Common questions about Lambda SQL Injection via pymssql cursor.execute()

pymssql supports typed placeholders: %s for strings/general values, %d for integers, %f for floats, and %b for binary data. Like other DB-API drivers, these placeholders must be used by passing values as the second tuple argument to cursor.execute(), not by using Python's built-in string formatting. Passing values via Python % string formatting ("%s" % value) performs string substitution at the Python level before pymssql sees the query, bypassing the driver's parameterization entirely.
Amazon RDS for SQL Server disables xp_cmdshell and prevents it from being enabled.
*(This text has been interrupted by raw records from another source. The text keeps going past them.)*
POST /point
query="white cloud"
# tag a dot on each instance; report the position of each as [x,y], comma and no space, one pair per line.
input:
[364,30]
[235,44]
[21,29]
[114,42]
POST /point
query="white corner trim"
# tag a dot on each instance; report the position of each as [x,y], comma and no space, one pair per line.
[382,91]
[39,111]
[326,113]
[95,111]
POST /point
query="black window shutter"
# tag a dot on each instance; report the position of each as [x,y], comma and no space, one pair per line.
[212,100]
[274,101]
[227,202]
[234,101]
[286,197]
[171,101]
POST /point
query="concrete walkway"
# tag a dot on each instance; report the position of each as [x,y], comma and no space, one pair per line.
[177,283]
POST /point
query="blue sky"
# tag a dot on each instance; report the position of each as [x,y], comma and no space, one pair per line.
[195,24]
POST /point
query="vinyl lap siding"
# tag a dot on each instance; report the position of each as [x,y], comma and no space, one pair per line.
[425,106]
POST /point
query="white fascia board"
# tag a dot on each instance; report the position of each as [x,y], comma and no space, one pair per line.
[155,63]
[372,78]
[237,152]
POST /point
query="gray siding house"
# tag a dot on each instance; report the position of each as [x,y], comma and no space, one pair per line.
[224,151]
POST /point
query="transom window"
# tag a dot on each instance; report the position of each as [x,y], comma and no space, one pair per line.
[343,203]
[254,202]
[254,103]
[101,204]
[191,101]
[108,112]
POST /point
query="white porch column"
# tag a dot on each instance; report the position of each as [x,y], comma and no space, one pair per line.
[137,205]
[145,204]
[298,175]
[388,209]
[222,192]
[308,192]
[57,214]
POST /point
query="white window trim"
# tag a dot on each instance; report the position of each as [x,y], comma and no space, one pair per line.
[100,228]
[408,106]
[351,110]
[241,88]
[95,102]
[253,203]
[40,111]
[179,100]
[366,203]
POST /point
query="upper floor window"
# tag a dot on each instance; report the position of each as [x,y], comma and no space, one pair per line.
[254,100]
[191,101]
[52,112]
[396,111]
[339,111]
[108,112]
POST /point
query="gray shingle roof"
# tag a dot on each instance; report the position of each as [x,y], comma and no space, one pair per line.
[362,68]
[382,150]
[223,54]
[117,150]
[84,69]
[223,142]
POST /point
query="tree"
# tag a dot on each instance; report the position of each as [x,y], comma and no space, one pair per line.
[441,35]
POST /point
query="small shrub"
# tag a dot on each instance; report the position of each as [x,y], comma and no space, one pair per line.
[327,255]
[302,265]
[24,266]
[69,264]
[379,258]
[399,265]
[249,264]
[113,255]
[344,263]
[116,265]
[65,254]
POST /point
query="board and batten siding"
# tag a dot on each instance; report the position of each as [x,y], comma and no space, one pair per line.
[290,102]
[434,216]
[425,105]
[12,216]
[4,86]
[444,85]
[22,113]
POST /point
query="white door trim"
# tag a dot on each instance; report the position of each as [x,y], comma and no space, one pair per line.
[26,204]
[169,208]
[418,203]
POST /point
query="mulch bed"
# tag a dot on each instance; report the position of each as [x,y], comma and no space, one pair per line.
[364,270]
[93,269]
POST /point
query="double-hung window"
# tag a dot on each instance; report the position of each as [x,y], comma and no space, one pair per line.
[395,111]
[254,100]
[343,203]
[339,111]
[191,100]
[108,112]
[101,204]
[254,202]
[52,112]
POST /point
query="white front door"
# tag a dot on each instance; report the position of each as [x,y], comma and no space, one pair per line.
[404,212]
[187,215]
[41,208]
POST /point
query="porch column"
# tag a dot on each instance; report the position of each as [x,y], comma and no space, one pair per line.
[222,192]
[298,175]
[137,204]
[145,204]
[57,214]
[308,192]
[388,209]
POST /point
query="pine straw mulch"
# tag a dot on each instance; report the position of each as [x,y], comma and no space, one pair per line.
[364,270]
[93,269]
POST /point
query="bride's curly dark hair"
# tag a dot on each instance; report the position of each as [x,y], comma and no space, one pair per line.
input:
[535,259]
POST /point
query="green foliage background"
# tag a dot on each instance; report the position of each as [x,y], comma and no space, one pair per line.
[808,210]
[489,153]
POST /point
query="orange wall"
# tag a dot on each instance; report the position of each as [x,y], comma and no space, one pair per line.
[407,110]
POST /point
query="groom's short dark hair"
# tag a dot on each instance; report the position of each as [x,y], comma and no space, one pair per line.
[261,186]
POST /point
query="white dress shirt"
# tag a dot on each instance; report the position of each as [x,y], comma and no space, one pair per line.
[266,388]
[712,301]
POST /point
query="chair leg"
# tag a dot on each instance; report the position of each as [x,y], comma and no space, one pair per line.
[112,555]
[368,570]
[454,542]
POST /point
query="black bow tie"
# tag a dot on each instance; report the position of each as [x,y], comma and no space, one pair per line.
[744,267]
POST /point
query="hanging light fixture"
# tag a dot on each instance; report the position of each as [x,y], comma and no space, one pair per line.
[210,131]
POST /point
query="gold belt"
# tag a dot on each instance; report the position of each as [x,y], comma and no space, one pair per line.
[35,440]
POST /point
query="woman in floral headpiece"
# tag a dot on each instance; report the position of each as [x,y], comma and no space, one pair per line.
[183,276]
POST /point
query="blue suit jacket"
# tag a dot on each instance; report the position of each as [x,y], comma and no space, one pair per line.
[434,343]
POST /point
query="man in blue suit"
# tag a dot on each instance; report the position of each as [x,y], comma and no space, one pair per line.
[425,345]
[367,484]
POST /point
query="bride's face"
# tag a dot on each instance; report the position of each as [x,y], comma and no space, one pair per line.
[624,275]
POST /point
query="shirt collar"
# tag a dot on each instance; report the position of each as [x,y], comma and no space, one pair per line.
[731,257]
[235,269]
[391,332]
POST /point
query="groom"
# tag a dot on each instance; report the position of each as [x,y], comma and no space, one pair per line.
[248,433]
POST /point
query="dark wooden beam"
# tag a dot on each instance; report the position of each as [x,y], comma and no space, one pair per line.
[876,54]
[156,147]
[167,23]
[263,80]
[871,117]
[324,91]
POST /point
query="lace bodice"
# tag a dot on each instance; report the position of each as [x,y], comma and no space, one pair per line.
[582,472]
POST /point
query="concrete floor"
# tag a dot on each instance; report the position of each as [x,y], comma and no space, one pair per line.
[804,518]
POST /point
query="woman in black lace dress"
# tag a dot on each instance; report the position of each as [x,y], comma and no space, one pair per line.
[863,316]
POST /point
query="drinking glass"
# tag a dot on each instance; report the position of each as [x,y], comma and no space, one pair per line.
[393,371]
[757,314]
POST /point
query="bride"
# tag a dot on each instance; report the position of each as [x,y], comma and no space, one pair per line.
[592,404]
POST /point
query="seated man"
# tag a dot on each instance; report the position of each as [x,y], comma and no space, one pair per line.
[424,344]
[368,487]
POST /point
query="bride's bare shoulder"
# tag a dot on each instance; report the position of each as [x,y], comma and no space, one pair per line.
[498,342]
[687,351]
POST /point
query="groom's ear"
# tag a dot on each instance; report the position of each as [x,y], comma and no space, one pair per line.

However, the other impacts of SQL injection (data exfiltration, authentication bypass, data modification) remain fully applicable on RDS. If your Lambda connects to a self-managed SQL Server instance (e.g., on EC2), xp_cmdshell exploitation is possible if the database user has sufficient permissions.
Both pymssql and pyodbc (with Microsoft ODBC Driver for SQL Server) are commonly used. Both support parameterized queries via DB-API 2.0. The security principle is identical for both: pass event data as parameters, never in the SQL string. Consider SQLAlchemy as an abstraction layer over either driver, which encourages ORM usage and provides a uniform parameterization interface.
Static SQL clauses like TOP n, WITH (NOLOCK), or OFFSET n ROWS FETCH NEXT m ROWS ONLY are fine in the SQL string when n and m are validated integers from event data passed as parameters (for the actual values). For clauses where only the value varies, use a %d placeholder. For clauses where the structure varies based on event input (e.g., dynamic ORDER BY), use an allowlist of permitted values and select from a pre-built dictionary of safe SQL fragments.
Yes. The rule performs inter-procedural analysis and follows taint from the Lambda event dictionary through utility functions, query builders, and return values across file and module boundaries. If event data flows through a build_filter_clause() helper in a separate module to cursor.execute(), the finding is still reported.